Как-то раз, придя на урок, Орфей застал Бомана распростертым на облезлом диване. Старик лежал, крепко зажмурив глаза, рот его был искажен непривычной страдальческой гримасой.
— Орфей? — спросил он шепотом. — Садись, посиди, мой мальчик. Это скоро должно пройти, приступ не очень страшный.
Орфей около четверти часа провел в сильном душевном смятении, ему невмоготу было видеть, как тяжко страдает добрый старый учитель. Все цветы, все картины на стенах и большой контрабас в клеенчатой шапочке, похожий на человеческое существо, — все они на свой особый лад, безмолвно и выжидающе, принимали участие в страданиях Бомана. Композиторы будто бы думали: «Да, скверно, но так уж устроена жизнь».
Наконец старик задышал ровнее; переведя дух, он вытянулся на диване, открыл глаза и улыбнулся, сморщив нос:
— Ну, вот и полегчало.
Немного погодя Боман совсем оправился. Он указал на портрет Вебера на стене:
— Да, что тут сказать? Я-то старик, почти уже дряхлый, а вот он, бедняга, всю свою жизнь был хилым, болезненным человеком. Я уж не говорю вон о нем, о Бетховене, величайшем из них всех, он и вовсе оглох, каково, а? И ведь это будучи мужчиной во цвете лет!
Боман тихо покачал головой, и на миг вид у него сделался совершенно растерянный, но затем черты его приобрели решительное выражение, и он приступил к уроку.

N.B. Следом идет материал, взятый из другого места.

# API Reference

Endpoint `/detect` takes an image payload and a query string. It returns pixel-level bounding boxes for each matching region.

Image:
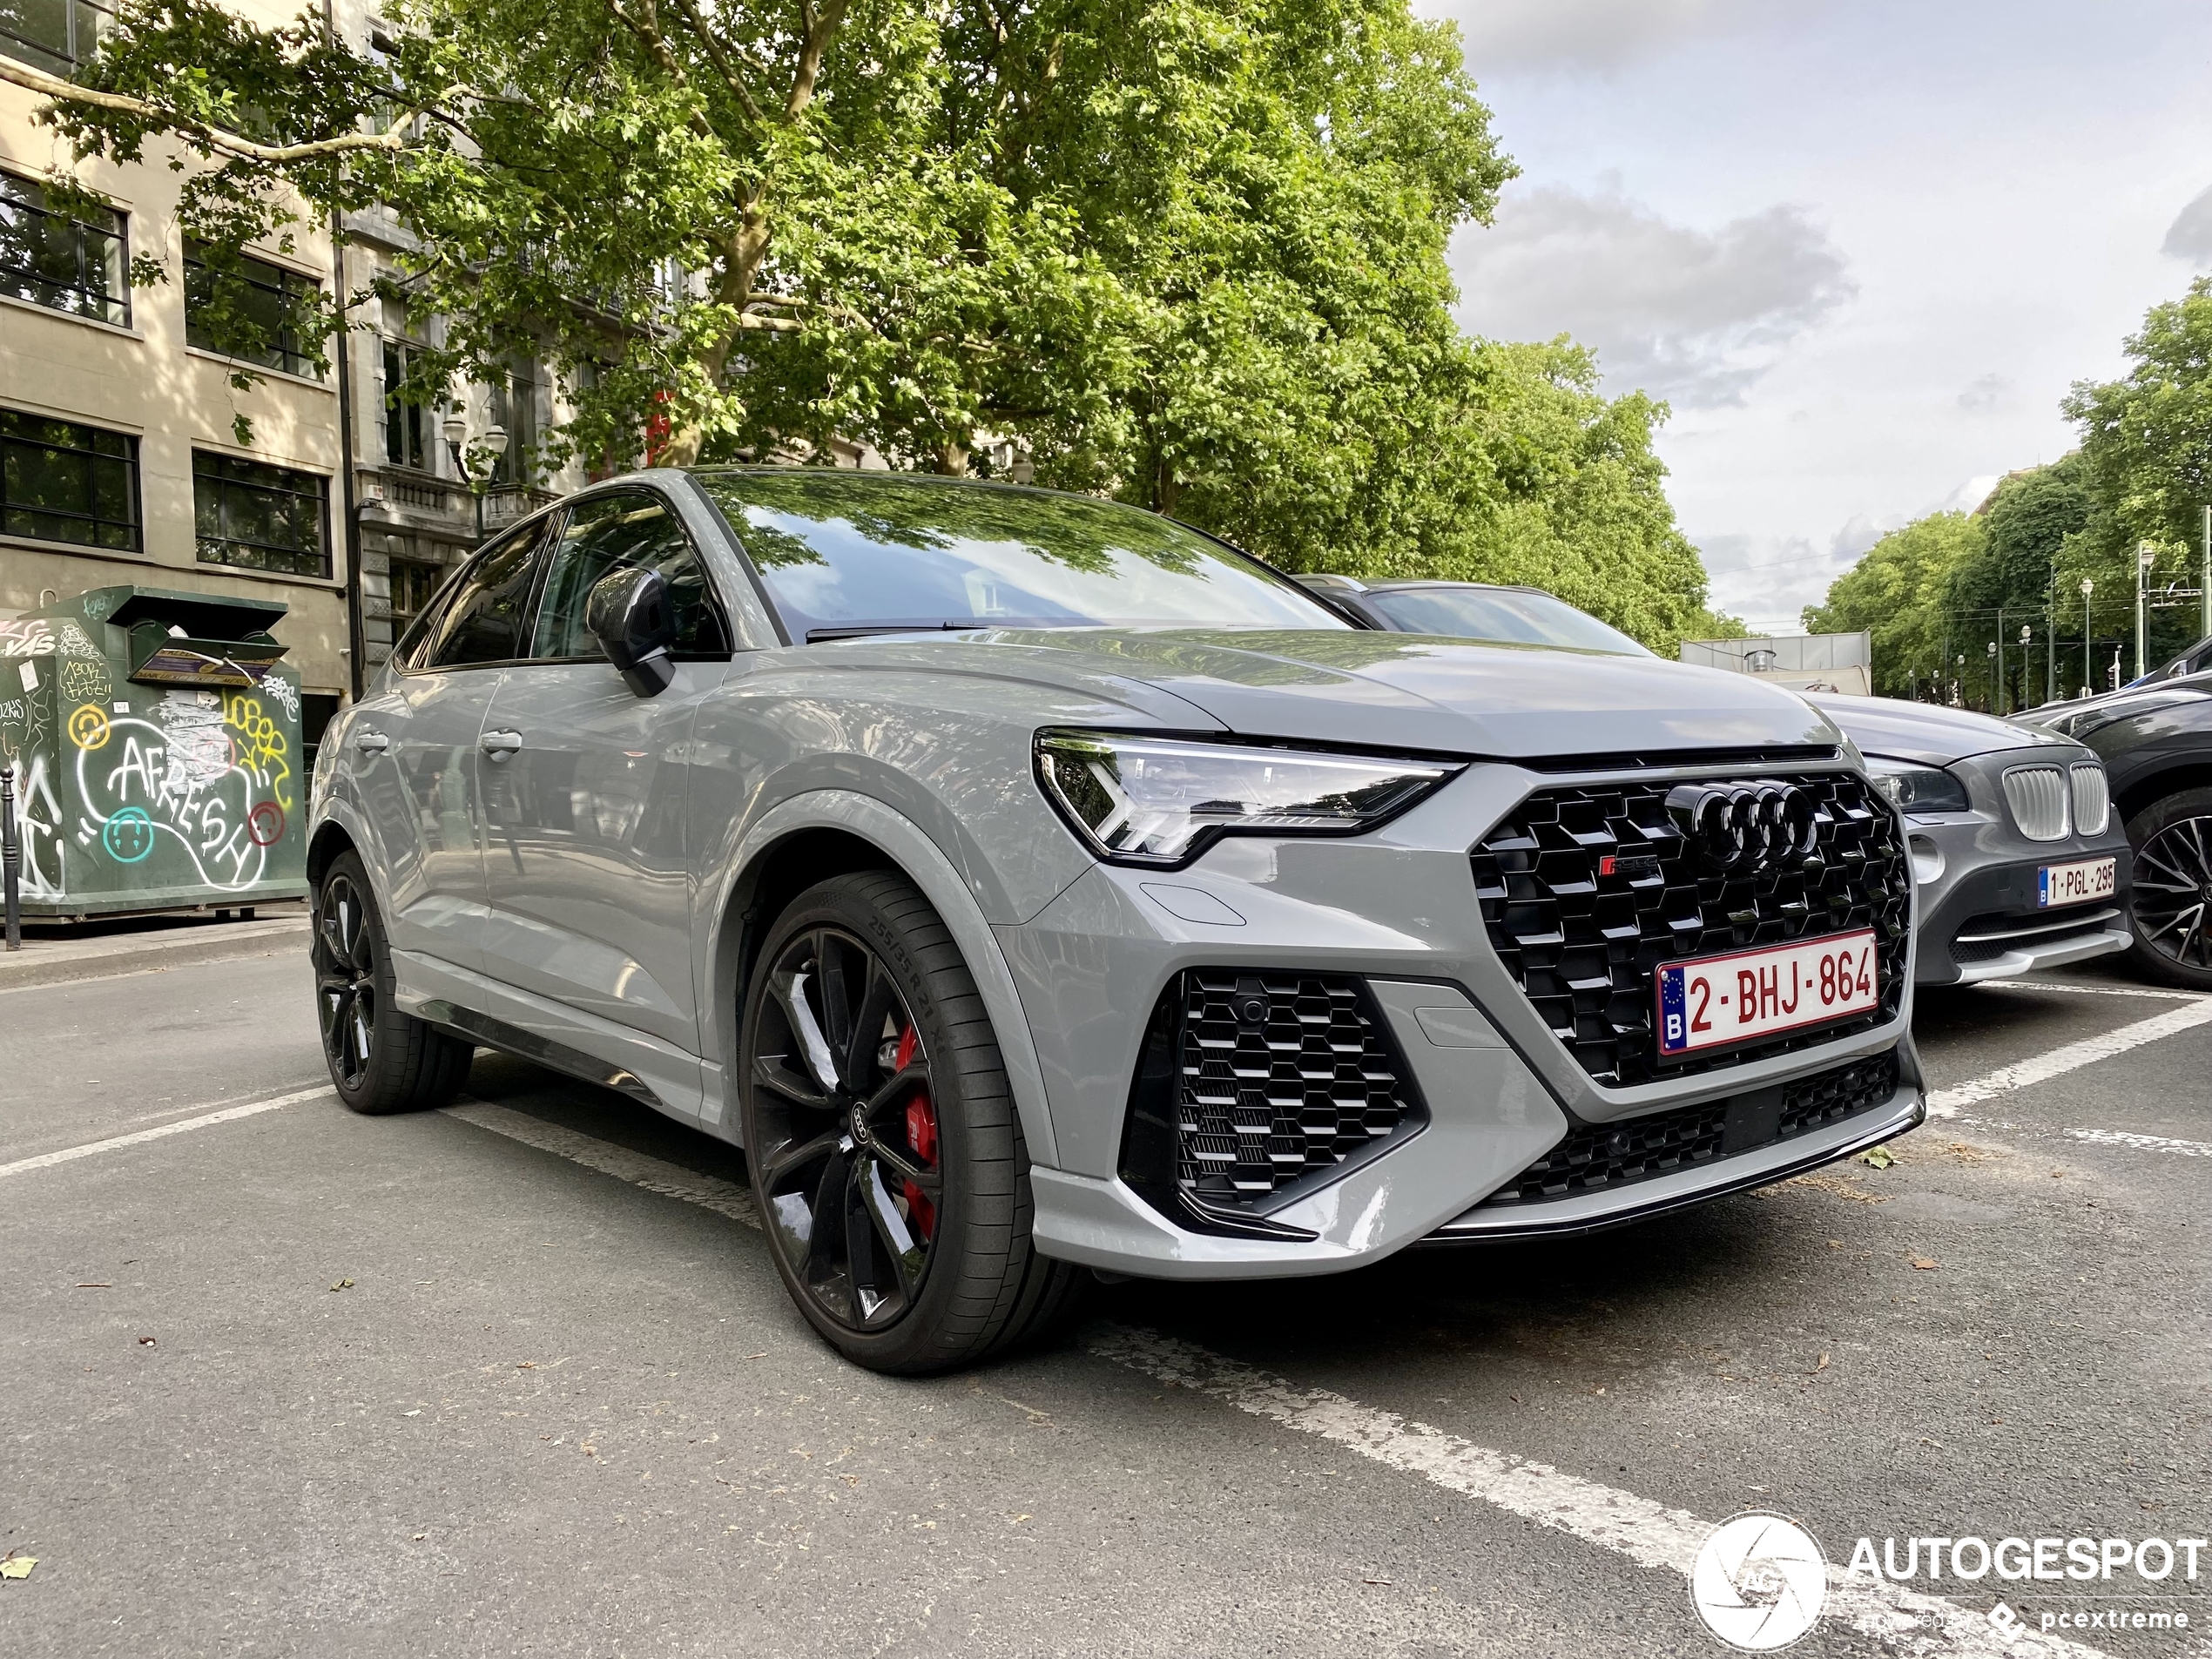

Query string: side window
[528,489,728,661]
[425,521,551,668]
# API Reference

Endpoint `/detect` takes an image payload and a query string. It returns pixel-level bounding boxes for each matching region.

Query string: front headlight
[1034,730,1460,866]
[1863,754,1971,815]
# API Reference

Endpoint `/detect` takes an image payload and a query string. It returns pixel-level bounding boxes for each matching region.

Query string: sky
[1420,0,2212,634]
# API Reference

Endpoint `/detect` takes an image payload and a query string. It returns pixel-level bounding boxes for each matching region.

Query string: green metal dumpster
[0,585,307,917]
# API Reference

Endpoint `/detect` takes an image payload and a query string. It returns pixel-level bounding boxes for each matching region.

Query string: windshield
[1360,585,1652,655]
[692,472,1346,641]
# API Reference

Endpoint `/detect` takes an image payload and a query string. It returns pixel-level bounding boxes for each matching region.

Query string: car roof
[1298,575,1554,599]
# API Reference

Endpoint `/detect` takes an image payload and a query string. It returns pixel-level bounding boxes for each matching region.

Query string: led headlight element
[1035,730,1460,866]
[1862,754,1971,815]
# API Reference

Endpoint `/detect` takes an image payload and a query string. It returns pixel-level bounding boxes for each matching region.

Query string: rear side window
[424,520,551,668]
[528,489,727,660]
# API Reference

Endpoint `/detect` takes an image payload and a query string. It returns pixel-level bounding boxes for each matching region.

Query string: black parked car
[2022,671,2212,988]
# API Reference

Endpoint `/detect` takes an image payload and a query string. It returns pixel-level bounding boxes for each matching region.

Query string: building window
[489,357,542,486]
[0,169,129,327]
[389,556,444,631]
[381,339,432,470]
[184,240,323,379]
[0,405,139,550]
[1,0,115,74]
[194,450,329,578]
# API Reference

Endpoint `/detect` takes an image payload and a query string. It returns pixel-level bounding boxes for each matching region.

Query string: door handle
[353,728,389,754]
[480,729,523,759]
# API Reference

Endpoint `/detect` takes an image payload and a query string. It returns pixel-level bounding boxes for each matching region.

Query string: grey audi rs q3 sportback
[309,470,1926,1372]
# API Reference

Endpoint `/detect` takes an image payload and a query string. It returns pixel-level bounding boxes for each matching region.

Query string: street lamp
[2019,623,2032,711]
[2080,577,2094,698]
[2136,543,2157,682]
[1953,653,1965,708]
[1986,639,1997,712]
[443,409,509,543]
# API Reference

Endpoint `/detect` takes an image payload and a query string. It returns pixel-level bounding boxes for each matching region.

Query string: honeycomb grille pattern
[1777,1050,1899,1138]
[1177,972,1413,1198]
[1484,1049,1902,1208]
[1492,1101,1730,1204]
[1470,772,1911,1086]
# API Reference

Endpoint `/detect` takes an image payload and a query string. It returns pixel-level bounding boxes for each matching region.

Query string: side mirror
[585,566,678,698]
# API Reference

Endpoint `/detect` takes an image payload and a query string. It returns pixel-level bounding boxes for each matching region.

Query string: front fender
[698,788,1066,1170]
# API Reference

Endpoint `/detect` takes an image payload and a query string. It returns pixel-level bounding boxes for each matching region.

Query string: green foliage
[1803,512,1982,697]
[2063,275,2212,670]
[29,0,1723,640]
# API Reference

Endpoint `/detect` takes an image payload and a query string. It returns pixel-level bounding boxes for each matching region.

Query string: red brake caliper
[896,1024,937,1240]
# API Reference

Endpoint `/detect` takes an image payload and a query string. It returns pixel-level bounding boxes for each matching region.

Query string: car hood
[2018,673,2212,741]
[845,628,1843,760]
[1807,693,2073,766]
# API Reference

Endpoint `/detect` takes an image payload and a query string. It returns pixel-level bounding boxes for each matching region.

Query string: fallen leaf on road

Орфей мало-помалу привык ко всем этим лицам на стенах у Бомана, он часто видел их перед своим мысленным взором, а время от времени они являлись ему во сне, то по одному, то целыми группами, иногда вместе с Боманом, а случалось, и в обществе фотографа Сунхольма или же самой Тариры. Далеко не всегда это было приятно, особенно когда с ними приходила Тарира. И уж из рук вон стало плохо, когда Орфей в один прекрасный день заболел корью и слег в постель с высокой температурой. В Бастилию валом повалили с того света мужчины в париках или с длинными, как у женщин, волосами, они улыбались ему, ехидно и двусмысленно подмигивали, и особенно один из них был невыносим, щуплый, с тонким носом, на котором сидели очки в нитевидной оправе, и с огромным меховым воротником. Он все время стоял в углу, в полутьме, моргал глазами и корчил немыслимые рожи.
Боман, узнавший от Морица о странных видениях своего крестника, под вечер пришел в подвал Бастилии и долго сидел у постели мальчугана.
— Мне кажется, этот призрак, о котором он столько говорит, — это, ей-богу, сам Карл Мария фон Вебер! — прошептал Боман с жалостливой улыбкой. — Послушай, Мориц, а может, ему стало бы легче, если б ты поиграл на скрипке? Что-нибудь из Вебера, а? Хотя нет, не знаю. Может, я это глупо придумал!
— Вовсе не глупо, наоборот! — оживился Мориц.
Он принес свою скрипку, и Орфей услышал сквозь дрему, как полились звуки, рождаясь где-то внизу, в глубине, и устремляясь ввысь, и разом стало светло вокруг, и горячечные пришельцы затолпились в дверях, торопясь исчезнуть.
Под конец осталась одна Тарира. Но в бледных глазах ее появилось кроткое выражение, будто и она к чему-то прислушивалась, и вот она подошла к его постели и ласково поправила ему подушку.
— Ты меня не узнаешь, малыш? — спросила она укоризненно и в то же время улыбчиво, и — как же, конечно, Орфей ее узнал — это была совсем не Тарира, а просто его мама!